Solvent Based Acrylic Sealer: If the stamped concrete is currently sealed with a solvent based acrylic sealer, it is best practice to maintain the surface by reapplying with only a solvent-based concrete sealer. Normally there is no other prep required other than making sure the surface is clean and dry. Solvent based acrylics will provide a low to high gloss finish, and will darken the stamped concrete to make it look wet.
Penetrating Sealer: If you previously applied a penetrating sealer such as a Silane-Siloxane water repellent, and you want to reseal it with a water repellent sealer, you can often times reseal it with a solvent based Silane-Siloxane water repellent so long as the stamped concrete no longer beads. Water based water repellents will run into issues with penetrating, but solvent based water repellents can usually penetrate without issue. Water repellent sealers are typically reapplied every 7-10 years.

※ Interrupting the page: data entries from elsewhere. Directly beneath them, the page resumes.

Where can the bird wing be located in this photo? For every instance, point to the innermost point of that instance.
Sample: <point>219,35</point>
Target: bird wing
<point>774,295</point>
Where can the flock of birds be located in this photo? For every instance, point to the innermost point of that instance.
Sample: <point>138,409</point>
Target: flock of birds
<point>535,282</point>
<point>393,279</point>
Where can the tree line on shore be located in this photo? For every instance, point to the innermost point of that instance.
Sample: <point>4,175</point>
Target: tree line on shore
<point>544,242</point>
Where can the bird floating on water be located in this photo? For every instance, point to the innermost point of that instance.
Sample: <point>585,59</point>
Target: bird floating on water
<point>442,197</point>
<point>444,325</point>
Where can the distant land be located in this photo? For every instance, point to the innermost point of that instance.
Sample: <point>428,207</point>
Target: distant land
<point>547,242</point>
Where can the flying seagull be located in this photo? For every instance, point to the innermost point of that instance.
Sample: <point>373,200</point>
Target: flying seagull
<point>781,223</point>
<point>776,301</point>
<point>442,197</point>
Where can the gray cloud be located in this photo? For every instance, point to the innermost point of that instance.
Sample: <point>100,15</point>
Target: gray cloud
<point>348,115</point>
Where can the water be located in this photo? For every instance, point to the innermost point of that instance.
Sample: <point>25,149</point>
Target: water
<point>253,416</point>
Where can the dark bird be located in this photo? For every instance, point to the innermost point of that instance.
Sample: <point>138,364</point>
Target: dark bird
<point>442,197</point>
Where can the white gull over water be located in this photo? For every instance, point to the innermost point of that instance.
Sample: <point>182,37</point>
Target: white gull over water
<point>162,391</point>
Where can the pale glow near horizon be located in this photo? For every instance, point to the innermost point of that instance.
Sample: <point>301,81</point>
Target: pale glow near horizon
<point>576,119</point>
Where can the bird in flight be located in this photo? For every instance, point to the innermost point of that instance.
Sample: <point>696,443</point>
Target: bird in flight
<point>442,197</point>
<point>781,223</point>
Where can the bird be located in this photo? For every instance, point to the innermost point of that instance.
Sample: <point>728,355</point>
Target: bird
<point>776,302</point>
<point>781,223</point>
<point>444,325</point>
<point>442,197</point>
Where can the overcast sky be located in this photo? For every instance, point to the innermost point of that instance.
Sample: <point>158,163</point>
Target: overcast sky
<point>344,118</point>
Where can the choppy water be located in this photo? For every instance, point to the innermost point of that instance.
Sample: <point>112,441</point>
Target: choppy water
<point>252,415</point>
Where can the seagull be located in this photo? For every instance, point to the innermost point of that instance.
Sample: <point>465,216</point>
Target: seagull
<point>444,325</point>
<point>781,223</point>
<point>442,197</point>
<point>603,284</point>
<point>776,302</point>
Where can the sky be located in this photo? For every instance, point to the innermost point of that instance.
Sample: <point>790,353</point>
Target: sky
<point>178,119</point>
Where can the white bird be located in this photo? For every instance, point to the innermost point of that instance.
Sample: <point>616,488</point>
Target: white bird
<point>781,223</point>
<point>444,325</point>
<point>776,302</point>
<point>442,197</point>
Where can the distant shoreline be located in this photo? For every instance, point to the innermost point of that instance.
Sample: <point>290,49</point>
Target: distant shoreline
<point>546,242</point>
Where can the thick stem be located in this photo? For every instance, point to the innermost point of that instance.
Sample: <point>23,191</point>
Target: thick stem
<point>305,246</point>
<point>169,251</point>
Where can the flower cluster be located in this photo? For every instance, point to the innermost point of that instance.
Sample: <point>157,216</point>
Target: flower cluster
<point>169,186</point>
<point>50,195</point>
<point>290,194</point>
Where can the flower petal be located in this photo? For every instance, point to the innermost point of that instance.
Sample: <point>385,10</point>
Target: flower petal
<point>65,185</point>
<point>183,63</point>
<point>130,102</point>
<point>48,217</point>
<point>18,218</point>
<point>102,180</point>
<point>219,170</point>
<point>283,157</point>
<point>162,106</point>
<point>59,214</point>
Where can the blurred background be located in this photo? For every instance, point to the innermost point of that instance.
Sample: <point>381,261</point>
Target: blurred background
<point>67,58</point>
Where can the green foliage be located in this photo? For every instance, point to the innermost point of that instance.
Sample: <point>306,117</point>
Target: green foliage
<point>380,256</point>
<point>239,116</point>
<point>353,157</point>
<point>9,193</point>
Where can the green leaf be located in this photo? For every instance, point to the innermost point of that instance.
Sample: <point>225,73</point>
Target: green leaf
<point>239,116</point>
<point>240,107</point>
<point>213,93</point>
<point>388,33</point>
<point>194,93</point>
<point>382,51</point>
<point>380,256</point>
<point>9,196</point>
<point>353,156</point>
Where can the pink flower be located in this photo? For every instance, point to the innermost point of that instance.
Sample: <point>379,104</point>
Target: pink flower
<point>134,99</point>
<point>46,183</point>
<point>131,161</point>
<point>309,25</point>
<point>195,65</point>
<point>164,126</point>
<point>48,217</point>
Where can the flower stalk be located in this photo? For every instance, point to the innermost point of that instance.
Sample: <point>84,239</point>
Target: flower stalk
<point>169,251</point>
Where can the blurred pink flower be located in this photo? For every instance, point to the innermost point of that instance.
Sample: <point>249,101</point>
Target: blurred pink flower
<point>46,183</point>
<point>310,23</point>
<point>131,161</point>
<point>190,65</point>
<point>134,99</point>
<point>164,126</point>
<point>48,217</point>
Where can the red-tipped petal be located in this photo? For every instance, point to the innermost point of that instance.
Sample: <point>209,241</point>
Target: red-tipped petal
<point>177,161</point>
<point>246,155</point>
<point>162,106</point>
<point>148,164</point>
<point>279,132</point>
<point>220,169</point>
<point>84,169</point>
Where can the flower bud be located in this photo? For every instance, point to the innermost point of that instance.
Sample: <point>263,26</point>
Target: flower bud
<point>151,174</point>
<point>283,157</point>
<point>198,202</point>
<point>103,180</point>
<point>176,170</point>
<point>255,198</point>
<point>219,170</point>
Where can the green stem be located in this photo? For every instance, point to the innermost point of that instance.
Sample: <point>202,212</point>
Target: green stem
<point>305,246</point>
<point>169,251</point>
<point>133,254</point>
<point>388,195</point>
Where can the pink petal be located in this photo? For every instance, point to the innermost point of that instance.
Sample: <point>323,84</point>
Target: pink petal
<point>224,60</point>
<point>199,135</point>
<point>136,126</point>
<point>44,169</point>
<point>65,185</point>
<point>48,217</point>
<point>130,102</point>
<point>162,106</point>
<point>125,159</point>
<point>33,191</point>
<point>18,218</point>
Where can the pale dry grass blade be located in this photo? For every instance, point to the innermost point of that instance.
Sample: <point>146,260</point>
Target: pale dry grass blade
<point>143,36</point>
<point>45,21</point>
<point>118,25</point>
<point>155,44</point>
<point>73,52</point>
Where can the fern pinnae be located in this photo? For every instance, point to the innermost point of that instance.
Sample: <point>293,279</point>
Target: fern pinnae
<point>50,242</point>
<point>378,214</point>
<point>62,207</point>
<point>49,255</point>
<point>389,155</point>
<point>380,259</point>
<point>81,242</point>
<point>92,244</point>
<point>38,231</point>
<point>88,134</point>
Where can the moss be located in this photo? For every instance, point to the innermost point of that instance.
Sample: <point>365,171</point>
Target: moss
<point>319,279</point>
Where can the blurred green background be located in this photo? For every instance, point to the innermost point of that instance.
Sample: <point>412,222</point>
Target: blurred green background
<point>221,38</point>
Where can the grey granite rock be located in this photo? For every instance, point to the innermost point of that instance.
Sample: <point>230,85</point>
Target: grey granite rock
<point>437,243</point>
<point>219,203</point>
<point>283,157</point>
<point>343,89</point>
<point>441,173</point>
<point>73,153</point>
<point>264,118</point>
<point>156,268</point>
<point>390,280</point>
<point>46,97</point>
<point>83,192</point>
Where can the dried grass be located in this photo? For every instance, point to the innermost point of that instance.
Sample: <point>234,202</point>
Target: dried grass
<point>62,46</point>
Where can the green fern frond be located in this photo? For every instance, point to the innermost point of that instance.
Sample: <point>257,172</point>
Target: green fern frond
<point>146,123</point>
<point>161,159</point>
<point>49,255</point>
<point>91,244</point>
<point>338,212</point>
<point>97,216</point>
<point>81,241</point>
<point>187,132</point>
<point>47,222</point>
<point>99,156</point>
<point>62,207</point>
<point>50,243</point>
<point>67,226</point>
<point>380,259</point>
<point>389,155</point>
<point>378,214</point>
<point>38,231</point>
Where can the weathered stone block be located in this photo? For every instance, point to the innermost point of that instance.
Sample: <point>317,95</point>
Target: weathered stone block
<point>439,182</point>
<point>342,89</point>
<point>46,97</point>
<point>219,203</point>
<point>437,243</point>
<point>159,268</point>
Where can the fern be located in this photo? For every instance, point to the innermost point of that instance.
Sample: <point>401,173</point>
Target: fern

- SX5000: Water Repellent Sealer
Unsure: If you aren't sure what your stamped concrete is currently sealed with, you want to run a quick Xylene/Xylol test. Find an area where the sealer is still visible and mark off a 1 FT X 1 FT area. Keeping the roller wet with Xylene/Xylol, roll over the area until it gets tacky. If the surface gets sticky/tacky, leave it to dry for 24 hours. If nothing happens after a couple of minutes, leave the area to dry 24 hours. The next day, if the sealer looks the same or better, you most likely have a solvent based acrylic sealer down. If the area looks worse, has turned white, or has delaminated, you most likely have a water based acrylic sealer down. If you can no longer see the sealer to do the Xylene test, and it is has been at least 5 years since being sealed, this test may not be necessary. The old sealer is most likely gone and a simply pressure washing is all that is needed. If the old sealer is gone, you are normally free to recoat with any type of sealer you'd like.
Regardless of what the stamped concrete is currently sealed with, or what it will be resealed with, it is always suggest to apply the new sealer to a test area first to verify finish, compatability, and adhesion.